Regardless of the reason, in order to implement performance change management effectively, the single most important step is to put together a well-thought-out plan.

The importance of a plan

When an organization decides to introduce a significant change, it impacts people across the company in different ways. In order to execute these changes successfully, the company will need a detailed plan that will minimize risks and ensure clear communication with all the affected parties. To actualize these steps, these various teams need to be identified:

The leadership team

This comprises the core set of people who are involved in informing, leading, and approving all big changes within the organization. In essence, this group will steer the reform by assigning different elements to teams that are best suited to bring them to fruition. These individuals will be responsible for laying out the structure of the plan and tracking its progress.

The execution team

Certain members of your organization will play a key role in executing the change. They will ensure that all affected parties receive coherent communication regarding the changes and their impact. Their goal will be to communicate with transparency in order to minimize possible resistance towards the change.
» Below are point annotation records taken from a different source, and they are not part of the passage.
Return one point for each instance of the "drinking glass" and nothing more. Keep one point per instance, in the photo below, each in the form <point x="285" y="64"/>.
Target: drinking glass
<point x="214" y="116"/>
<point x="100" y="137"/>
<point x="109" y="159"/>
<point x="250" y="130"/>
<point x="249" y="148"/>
The stakeholders and investors

It is crucial to have the support of your stakeholders when reforming the organization. They back the company and are its representatives. Hence, the plan must account for their inclusion and participation.

What does the plan entail?

There is no set way of putting together a plan. However, after much research and collaboration with experts on the matter, we’ve built a five-step template to help guide you through the performance change management process. Let’s discuss the five actionable elements that make up this plan:

1. Leadership alignment 

Kick off the plan by arranging a preliminary meeting to define the performance strategy. The initial discussions should focus on aligning on the purpose of the change. Establish why the change is essential and how it will bring the company closer to achieving its goals.

Once the reason for driving the change is clear, it’s time to select a group to lead the project. At this stage, not only should you handpick individuals who will wholeheartedly champion this cause but also identify executives who could possibly be in disagreement. Your plan should include the strategy to convince or reason with naysayers as all company leaders should be on the same page before proceeding to the implementation stage.

2. Change impact management

The reform will have both a direct and indirect impact. Dedicate a team towards impact analysis. They will map its reach and effect on different employee strata within the company. This analysis will help establish a risk mitigation strategy to facilitate a smoother transition. It will also guide the communication to follow.

3. Stakeholder engagement

Stakeholders are key players in an organization and any change that impacts them will need a detailed justification. The easiest way to convey the company’s vision for the future is by establishing a two-way communication process with them. A well-defined plan that defines stakeholder engagement will help move the conversation forward. 

4. Company communication

It is crucial to deliver the right communication to the right people at the right time. Towards this end, the plan must cover three focal aspects – defining the narrative for change, developing key messages for different audiences, and creating a roll-out plan to highlight the channels and dates of communication.

5. Training and support

As the roles of employees evolve, they will need to learn and hone certain skills. As a final step, run an assessment to identify teams or individuals who could benefit from additional training. Establish a training timeline to ensure that the training is completed within the desired period of time.

Let’s get started

Bringing in any change – big or small – is never easy, but with proper planning and buy-in, the journey can be made simple and rewarding for everyone involved.